Several properties TNC looks after are on the shore and eroding right before our eyes—this year’s data show 50 feet of erosion since last year. The rate is somewhat variable year to year, but our stewardship team has observed that it has been more consistent in recent years with the larger storms. Researchers at Woods Hole Oceanographic Institute estimated a 42-foot per year erosion rate average from 1995 to 2012.
May 2024
Celebrating 50 Years of Hawley Bog as a National Natural Landmark
In 1974, the National Park Service declared Hawley Bog—one of TNC in Massachusetts’ preserves and a beautiful example of a southern New England level bog—a National Natural Landmark. In June, TNC and the Five Colleges Consortium, who co-own the land, celebrated the 50th anniversary of the designation with a gathering and walk through the bog. Community members, staff and supporters from both organizations, plus staff of a local lawmaker attended to celebrate this unique ecosystem that supports rare plants and animals, as well as serves as an easily accessible green space and outdoor classroom for exploration and research.
Plan your visit to Hawley Bog preserve today to see it for yourself!
July 2024
TNC's 2024 Trailblazer Awards
The Massachusetts Chapter is thrilled to congratulate two staff members for being recognized for their extraordinary leadership at The Nature Conservancy.

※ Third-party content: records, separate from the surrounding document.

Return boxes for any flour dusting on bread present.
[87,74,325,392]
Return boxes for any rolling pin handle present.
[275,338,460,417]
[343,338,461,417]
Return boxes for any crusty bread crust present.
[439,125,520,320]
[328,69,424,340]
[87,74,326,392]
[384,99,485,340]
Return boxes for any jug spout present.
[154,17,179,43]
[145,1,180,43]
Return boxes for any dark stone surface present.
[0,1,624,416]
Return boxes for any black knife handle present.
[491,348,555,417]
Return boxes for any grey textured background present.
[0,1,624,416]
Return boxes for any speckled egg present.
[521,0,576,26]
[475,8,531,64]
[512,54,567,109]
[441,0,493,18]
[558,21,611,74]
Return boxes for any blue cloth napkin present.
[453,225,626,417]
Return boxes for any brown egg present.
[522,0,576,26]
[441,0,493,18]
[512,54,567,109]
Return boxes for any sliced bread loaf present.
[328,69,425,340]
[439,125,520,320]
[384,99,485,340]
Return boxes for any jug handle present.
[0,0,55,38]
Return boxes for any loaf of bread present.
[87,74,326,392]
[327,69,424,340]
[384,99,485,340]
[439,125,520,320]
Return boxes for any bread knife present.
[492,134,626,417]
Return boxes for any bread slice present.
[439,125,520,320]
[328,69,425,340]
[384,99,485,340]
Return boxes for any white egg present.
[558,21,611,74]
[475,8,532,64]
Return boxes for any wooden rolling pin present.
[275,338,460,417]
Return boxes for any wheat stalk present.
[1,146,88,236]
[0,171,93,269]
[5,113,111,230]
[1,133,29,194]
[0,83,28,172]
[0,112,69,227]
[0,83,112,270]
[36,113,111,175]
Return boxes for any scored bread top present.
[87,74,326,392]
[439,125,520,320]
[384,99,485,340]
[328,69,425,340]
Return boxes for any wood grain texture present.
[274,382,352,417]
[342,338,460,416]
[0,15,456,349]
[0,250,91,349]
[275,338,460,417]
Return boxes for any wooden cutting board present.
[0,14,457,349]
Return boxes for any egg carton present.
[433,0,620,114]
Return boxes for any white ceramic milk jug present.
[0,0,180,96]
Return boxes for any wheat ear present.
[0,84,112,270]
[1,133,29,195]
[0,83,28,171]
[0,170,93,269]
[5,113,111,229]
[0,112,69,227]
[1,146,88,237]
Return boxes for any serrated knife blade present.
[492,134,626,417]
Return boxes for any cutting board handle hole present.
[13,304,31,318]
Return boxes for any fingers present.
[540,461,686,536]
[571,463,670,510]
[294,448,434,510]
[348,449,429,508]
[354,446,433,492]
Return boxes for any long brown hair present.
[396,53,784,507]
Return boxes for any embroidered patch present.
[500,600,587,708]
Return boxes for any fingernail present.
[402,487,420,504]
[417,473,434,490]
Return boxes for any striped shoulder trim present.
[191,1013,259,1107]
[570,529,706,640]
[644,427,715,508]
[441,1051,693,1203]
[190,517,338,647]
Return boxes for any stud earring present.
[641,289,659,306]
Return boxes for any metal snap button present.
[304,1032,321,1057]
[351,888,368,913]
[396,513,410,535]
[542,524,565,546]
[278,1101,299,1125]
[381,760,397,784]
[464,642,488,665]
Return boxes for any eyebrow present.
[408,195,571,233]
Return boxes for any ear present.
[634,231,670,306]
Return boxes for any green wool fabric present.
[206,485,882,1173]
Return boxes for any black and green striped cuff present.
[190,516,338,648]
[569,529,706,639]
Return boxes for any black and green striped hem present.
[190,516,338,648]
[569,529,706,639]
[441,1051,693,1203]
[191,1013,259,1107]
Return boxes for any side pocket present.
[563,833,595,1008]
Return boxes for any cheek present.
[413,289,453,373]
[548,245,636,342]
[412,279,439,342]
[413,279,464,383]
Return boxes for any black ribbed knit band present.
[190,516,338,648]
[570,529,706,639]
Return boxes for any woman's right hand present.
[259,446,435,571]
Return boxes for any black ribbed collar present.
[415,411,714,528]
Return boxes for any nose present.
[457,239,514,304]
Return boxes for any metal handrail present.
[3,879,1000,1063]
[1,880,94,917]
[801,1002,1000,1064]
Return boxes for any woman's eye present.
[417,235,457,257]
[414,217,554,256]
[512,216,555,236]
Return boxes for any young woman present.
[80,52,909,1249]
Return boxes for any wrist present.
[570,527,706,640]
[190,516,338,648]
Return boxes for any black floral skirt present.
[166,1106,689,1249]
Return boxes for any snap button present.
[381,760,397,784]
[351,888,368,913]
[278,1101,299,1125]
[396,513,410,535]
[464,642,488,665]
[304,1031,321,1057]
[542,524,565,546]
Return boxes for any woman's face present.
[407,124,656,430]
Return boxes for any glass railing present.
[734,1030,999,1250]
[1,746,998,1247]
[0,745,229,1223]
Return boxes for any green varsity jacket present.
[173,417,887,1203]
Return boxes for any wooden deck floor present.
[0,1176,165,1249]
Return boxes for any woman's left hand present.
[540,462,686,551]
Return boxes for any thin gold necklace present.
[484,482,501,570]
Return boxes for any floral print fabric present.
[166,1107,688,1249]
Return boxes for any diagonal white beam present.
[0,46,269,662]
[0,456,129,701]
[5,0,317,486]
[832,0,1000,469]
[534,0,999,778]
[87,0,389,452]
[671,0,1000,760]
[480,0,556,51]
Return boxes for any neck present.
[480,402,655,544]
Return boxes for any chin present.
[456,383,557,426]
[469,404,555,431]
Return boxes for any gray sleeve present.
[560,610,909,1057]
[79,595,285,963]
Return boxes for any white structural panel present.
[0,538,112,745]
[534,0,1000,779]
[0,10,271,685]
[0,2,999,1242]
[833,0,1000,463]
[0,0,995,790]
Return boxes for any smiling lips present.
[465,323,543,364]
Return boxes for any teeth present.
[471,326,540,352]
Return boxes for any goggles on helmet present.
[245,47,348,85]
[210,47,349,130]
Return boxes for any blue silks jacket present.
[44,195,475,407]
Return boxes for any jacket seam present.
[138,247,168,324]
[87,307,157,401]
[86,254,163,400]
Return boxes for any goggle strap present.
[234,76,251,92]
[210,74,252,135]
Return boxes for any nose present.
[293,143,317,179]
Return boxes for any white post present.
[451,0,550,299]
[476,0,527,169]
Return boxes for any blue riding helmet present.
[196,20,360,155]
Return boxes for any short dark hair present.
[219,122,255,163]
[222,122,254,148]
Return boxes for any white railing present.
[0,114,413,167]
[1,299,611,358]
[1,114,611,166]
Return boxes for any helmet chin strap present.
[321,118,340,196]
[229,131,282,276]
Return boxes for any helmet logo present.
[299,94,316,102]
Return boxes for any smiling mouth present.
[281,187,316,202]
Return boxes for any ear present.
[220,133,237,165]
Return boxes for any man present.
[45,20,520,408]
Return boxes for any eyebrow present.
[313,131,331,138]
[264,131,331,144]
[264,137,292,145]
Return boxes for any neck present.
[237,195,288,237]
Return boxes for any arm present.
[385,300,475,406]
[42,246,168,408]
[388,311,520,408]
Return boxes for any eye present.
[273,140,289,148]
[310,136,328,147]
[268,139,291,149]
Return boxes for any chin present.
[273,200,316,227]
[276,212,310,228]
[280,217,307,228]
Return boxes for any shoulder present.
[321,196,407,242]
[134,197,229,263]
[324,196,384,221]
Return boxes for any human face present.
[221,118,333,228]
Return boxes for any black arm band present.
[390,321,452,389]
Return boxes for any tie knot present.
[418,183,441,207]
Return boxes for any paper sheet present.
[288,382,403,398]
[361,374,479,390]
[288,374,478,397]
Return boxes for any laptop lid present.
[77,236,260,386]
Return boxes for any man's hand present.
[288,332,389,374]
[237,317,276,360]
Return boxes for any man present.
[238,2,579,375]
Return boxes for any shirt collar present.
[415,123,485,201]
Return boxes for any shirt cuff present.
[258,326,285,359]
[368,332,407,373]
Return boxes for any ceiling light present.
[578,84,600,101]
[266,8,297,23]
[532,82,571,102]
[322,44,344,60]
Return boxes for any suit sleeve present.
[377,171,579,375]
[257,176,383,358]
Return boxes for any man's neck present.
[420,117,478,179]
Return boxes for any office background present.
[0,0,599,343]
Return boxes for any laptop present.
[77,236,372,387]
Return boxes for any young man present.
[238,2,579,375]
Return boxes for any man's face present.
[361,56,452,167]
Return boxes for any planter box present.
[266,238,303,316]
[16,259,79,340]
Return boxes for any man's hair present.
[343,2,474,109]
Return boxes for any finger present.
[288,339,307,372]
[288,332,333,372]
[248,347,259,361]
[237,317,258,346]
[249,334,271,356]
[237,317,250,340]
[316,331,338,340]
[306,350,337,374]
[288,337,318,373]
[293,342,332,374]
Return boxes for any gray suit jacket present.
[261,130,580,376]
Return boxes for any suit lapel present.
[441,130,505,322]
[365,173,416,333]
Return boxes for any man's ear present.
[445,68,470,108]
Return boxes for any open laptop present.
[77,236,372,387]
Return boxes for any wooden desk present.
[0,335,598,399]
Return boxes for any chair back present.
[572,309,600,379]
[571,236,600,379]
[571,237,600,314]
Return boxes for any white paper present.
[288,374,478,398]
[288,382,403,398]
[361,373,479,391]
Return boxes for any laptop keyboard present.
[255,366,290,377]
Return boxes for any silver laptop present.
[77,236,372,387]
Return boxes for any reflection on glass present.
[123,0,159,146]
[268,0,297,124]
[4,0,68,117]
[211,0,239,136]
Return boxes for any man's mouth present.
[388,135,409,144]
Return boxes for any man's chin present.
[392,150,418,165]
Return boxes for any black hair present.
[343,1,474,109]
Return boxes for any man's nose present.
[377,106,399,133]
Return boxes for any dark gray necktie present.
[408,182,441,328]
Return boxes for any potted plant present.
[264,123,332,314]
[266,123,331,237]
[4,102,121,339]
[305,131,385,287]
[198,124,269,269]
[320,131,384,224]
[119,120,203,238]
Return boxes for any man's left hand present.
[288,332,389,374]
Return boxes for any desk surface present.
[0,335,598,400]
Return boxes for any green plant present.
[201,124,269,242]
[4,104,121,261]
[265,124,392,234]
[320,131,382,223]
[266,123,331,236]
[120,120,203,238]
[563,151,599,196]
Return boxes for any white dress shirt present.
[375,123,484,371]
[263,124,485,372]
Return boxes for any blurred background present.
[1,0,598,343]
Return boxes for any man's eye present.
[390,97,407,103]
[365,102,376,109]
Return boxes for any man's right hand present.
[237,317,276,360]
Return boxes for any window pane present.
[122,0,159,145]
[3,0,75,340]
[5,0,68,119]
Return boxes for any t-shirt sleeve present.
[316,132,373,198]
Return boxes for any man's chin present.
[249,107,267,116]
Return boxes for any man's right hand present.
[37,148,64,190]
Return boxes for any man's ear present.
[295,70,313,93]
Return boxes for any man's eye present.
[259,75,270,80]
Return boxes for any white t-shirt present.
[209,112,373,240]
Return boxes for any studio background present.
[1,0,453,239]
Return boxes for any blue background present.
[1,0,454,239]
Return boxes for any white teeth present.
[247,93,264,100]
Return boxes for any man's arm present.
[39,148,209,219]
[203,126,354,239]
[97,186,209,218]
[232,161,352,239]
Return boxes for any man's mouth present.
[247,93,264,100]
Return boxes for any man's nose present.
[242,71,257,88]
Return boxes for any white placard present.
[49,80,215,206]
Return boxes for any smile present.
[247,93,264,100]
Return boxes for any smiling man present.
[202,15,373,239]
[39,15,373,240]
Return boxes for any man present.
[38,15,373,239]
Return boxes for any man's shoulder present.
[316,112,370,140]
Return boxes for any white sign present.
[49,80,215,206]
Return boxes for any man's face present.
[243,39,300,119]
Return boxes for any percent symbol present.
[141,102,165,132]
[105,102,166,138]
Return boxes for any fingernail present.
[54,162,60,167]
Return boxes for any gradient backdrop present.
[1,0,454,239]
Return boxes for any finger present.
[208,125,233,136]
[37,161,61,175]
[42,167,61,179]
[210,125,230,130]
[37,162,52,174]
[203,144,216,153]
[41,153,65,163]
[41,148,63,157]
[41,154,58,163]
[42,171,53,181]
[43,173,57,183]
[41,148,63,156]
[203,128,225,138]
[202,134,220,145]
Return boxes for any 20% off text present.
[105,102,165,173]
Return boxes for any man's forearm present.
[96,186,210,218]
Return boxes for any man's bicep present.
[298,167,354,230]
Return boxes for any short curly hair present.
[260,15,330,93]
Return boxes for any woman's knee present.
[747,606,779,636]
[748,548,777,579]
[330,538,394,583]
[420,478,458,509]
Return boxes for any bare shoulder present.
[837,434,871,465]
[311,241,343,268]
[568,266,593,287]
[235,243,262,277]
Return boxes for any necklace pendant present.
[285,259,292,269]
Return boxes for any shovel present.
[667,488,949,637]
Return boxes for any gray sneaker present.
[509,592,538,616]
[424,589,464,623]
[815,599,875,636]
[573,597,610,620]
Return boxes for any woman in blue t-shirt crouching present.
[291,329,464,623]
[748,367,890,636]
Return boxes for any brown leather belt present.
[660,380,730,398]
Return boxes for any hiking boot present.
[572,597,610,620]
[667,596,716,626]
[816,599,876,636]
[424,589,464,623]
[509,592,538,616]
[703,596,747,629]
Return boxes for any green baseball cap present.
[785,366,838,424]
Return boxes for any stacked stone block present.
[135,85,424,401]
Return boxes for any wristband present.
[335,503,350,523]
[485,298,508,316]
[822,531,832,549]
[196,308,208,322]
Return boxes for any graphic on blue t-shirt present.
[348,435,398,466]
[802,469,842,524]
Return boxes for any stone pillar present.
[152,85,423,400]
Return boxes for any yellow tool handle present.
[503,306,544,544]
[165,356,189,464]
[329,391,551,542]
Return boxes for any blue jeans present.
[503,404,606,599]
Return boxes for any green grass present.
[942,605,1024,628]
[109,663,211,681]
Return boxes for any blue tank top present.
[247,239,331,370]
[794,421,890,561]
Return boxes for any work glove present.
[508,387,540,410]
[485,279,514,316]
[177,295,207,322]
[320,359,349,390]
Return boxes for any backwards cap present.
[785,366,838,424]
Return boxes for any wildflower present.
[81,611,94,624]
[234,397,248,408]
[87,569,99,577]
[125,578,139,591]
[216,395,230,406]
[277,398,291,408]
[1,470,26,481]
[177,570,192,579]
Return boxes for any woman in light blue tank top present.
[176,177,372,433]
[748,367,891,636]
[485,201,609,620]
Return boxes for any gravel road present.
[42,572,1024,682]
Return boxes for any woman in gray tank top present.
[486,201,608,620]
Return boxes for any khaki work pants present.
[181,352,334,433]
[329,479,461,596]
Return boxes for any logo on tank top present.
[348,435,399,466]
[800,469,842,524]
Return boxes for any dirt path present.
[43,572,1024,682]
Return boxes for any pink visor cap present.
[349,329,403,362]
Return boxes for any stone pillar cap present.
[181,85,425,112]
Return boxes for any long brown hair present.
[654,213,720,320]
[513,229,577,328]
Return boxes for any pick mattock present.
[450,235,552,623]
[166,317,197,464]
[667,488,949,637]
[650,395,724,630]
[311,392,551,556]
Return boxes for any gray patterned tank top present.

Congratulations to Jessica Rice Healey, senior associate director of development, on her nomination for TNC’s 2024 Trailblazer “One Conservancy” Award, which recognizes an individual who values the strength and vitality that comes from working together as one organization in local places and across borders to achieve our global mission. Jessica contributes to building a strong culture at TNC and inspires others to do the same!
We would also like to congratulate Meg Connerton, director of operations and culture, on her well-deserved nomination for TNC’s 2024 Hidden Gem Trailblazer Award. She also celebrated her 25-year anniversary with TNC this summer! Meg’s hard work, given without any expectation of recognition, is truly extraordinary. We couldn’t do what we do without you, Meg!
There is a saying that TNC folks come for the mission and stay for the people, and Jessica and Meg’s valuable contributions to our chapter are a part of what makes TNC such a special place to work.